Il bypass aortocoronarico (CABG – Coronary Artery Bypass Graft) è il più comune intervento di cardiochirurgia, rappresenta circa il 25% del totale delle operazioni cardiochirurgiche. Viene eseguito a causa di occlusioni o stenosi (restringimenti) delle arterie coronarie, i vasi sanguigni che portano al cuore l’ossigeno e il nutrimento e consiste nel creare delle vie alternative per permettere al sangue di arrivare correttamente al cuore.

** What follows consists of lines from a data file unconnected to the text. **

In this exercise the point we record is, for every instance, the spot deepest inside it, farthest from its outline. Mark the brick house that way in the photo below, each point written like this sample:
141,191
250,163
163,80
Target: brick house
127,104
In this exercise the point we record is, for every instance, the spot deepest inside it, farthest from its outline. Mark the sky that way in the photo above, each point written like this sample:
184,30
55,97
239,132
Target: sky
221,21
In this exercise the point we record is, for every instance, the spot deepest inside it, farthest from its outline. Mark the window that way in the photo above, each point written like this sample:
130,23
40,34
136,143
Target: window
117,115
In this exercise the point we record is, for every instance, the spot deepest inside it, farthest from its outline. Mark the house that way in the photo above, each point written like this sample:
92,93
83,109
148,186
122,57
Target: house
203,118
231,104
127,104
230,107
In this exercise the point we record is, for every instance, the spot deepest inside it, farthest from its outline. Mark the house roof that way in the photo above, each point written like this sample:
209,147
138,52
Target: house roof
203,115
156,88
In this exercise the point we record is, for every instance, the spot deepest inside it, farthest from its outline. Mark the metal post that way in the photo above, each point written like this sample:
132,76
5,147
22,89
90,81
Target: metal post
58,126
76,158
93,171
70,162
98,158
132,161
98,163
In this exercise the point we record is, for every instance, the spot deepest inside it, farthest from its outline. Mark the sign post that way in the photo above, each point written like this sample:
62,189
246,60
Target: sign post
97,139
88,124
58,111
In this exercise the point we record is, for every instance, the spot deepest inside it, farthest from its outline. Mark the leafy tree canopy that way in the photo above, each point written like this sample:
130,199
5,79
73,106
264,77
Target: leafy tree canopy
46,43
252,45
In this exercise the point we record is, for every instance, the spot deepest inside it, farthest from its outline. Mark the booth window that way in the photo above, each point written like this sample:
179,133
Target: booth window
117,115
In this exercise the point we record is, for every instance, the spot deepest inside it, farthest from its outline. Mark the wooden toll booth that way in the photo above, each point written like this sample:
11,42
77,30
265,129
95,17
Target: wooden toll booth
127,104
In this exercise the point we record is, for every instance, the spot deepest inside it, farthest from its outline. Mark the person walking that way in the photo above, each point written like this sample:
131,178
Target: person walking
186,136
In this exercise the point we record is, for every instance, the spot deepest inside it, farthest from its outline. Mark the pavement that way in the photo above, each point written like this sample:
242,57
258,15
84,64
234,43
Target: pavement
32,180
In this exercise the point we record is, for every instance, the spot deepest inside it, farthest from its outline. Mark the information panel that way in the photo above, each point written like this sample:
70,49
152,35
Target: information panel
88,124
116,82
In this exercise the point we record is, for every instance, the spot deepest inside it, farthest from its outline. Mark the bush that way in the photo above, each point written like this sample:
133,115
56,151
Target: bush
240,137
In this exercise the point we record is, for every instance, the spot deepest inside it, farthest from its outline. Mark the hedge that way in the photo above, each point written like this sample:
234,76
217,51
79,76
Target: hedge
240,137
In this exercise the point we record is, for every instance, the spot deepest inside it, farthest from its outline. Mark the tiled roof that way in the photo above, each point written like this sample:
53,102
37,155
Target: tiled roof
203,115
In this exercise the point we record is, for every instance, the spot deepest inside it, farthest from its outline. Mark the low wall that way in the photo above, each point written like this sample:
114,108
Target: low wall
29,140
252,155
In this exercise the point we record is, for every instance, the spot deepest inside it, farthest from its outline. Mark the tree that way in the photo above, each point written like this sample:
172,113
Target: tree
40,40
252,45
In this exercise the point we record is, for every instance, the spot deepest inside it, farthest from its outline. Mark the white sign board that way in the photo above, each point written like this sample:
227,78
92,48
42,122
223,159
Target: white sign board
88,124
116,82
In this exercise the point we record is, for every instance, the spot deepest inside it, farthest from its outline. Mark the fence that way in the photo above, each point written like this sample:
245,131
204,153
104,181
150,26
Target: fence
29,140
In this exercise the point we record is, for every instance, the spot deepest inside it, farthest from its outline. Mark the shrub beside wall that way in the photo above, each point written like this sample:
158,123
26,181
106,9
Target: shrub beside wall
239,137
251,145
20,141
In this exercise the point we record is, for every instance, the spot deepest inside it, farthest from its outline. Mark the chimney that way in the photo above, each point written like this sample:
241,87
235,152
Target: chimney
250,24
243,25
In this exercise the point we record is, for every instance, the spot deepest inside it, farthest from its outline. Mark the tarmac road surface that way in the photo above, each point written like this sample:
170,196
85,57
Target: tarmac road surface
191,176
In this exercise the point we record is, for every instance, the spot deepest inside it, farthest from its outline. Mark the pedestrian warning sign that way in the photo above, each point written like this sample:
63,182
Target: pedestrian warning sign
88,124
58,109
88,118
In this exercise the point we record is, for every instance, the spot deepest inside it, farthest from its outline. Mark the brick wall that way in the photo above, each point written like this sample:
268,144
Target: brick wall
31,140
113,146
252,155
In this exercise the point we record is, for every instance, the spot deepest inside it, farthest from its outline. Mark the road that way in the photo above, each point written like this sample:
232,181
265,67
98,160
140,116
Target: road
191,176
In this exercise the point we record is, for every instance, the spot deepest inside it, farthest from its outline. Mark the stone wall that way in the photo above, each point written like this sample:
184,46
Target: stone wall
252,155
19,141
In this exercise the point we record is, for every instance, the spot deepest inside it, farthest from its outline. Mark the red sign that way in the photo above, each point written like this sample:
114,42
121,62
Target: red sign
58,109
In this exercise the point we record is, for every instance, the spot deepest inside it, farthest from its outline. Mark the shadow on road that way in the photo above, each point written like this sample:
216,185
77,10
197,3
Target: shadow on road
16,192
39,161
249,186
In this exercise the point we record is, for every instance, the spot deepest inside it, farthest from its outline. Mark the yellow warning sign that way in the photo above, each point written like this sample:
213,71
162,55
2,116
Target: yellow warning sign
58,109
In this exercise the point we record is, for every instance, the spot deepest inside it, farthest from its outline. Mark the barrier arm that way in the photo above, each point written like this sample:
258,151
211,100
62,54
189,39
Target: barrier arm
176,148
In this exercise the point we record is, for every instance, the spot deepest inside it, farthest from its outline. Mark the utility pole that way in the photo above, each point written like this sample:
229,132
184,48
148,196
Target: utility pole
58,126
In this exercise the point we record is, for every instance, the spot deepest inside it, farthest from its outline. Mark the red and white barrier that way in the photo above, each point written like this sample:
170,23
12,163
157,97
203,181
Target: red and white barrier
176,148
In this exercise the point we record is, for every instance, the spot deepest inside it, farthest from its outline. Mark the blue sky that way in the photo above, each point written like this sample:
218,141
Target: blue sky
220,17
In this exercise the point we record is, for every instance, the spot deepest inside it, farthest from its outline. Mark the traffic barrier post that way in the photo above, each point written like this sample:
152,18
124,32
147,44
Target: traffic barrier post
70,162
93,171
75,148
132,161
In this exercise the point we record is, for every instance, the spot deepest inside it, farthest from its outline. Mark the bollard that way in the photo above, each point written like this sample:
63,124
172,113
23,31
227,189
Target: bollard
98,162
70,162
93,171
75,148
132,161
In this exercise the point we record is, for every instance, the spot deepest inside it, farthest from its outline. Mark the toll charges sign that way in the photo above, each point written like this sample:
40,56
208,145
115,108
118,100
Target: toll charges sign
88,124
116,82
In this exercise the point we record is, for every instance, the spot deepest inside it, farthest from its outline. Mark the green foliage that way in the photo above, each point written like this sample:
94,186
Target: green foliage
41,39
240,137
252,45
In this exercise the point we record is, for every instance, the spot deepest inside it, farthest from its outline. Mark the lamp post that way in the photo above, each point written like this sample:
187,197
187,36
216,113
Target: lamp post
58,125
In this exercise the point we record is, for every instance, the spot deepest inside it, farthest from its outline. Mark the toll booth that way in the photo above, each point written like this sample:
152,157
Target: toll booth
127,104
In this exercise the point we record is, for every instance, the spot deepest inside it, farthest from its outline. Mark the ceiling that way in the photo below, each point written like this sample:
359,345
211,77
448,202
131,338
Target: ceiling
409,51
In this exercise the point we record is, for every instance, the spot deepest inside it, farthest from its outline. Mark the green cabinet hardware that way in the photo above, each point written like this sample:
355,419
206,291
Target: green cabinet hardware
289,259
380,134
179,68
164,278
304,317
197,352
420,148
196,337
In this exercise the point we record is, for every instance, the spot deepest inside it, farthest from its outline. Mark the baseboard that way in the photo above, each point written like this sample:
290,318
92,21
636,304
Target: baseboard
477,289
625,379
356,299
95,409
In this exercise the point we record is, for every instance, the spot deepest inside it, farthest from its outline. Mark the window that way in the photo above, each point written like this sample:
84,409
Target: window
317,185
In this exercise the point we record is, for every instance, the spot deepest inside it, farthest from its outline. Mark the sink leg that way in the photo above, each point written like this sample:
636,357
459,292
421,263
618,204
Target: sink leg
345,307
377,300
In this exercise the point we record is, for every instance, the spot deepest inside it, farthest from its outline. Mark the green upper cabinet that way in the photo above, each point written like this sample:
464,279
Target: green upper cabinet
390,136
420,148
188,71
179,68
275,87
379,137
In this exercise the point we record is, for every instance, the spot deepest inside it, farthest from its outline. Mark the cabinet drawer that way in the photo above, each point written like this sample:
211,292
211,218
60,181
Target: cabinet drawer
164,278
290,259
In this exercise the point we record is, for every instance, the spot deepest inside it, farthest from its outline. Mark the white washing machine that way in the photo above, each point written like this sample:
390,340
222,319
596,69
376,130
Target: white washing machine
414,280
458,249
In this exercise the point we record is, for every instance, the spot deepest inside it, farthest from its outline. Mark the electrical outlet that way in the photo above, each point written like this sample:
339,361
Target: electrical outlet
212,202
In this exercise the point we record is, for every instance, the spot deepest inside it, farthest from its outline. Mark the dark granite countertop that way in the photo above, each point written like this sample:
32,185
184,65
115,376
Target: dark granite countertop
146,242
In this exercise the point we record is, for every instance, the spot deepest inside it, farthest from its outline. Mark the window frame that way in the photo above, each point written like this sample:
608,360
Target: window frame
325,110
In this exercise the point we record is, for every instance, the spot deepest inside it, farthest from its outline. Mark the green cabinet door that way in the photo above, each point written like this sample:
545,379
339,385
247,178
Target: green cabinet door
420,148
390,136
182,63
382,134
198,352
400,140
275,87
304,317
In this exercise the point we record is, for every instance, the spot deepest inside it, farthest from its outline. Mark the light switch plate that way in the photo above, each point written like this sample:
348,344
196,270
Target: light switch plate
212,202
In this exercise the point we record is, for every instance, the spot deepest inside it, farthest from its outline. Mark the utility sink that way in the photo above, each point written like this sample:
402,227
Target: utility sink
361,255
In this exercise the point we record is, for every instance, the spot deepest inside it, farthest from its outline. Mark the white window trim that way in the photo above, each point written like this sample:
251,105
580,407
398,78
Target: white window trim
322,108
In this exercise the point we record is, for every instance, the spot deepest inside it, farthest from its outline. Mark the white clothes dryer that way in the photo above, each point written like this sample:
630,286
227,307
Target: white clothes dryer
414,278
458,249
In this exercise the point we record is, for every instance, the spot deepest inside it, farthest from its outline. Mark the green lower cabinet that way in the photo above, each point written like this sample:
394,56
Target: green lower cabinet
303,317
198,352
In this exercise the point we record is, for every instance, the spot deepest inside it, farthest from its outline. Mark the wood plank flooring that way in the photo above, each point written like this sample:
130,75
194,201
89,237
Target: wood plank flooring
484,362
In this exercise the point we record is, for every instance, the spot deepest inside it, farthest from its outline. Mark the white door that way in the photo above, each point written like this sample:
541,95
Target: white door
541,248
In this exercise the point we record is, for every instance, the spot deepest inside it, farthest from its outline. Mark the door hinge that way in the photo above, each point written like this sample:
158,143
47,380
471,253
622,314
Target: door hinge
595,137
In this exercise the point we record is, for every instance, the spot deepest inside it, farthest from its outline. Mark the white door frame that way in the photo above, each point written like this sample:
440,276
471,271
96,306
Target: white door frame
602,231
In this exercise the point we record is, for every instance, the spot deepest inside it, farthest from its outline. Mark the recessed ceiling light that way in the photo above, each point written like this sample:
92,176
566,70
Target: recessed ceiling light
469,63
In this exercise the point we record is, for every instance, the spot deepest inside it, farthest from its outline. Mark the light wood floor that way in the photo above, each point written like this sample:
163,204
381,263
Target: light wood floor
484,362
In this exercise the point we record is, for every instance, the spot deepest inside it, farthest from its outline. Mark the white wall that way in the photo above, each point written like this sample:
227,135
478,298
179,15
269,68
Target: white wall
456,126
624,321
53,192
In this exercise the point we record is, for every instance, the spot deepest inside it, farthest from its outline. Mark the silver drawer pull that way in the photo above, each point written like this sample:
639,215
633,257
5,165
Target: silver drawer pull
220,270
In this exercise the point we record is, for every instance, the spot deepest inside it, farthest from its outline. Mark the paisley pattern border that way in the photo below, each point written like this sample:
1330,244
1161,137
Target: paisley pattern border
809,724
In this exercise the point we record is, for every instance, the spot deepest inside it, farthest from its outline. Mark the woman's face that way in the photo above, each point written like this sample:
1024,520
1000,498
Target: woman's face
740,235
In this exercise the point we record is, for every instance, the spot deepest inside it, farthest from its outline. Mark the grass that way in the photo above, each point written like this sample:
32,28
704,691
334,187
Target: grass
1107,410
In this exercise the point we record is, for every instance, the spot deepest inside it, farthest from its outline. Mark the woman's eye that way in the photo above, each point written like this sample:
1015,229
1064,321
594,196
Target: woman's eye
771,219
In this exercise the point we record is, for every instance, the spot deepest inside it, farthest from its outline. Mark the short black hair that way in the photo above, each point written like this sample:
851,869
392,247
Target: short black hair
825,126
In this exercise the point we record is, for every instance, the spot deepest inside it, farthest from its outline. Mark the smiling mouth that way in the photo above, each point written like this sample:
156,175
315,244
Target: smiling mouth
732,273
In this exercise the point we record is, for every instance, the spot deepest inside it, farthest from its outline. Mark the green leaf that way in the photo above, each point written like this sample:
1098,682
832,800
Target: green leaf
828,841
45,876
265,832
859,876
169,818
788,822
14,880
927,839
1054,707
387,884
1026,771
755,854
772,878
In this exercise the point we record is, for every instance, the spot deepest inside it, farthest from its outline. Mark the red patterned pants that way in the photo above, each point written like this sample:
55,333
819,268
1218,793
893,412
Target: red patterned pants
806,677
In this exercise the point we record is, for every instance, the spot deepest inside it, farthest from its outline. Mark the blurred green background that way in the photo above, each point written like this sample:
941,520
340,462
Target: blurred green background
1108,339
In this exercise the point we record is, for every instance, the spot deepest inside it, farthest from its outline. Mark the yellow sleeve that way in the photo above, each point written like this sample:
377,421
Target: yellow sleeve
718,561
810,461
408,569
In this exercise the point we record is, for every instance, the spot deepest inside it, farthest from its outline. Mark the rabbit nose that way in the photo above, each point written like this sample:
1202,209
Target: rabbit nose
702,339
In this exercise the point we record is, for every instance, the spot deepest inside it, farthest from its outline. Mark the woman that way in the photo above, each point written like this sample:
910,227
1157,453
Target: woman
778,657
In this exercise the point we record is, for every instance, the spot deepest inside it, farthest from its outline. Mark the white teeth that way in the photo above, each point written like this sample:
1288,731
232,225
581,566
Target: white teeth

L’expertise maturata dall’équipe di Cardiochirurgia di GVM Care & Research, gruppo ospedaliero italiano, è confluita, dopo 10 anni di studi clinici, nella pubblicazione di un articolo scientifico sul “Journal of the American Medical Association” (JAMA), la più importante rivista medica degli Stati Uniti e tra le più rilevanti al mondo.
Il dott. Giuseppe Nasso, responsabile dell’unità operativa di Cardiochirurgia all’ Anthea Hospital di Bari e il dott. Giuseppe Speziale, responsabile delle Cardiochirurgie di GVM Care & Research, hanno infatti condotto uno studio internazionale multicentrico (in collaborazione con altre strutture ospedaliere) che si è rivelato una pietra miliare nella tecnica del bypass aortocoronarico.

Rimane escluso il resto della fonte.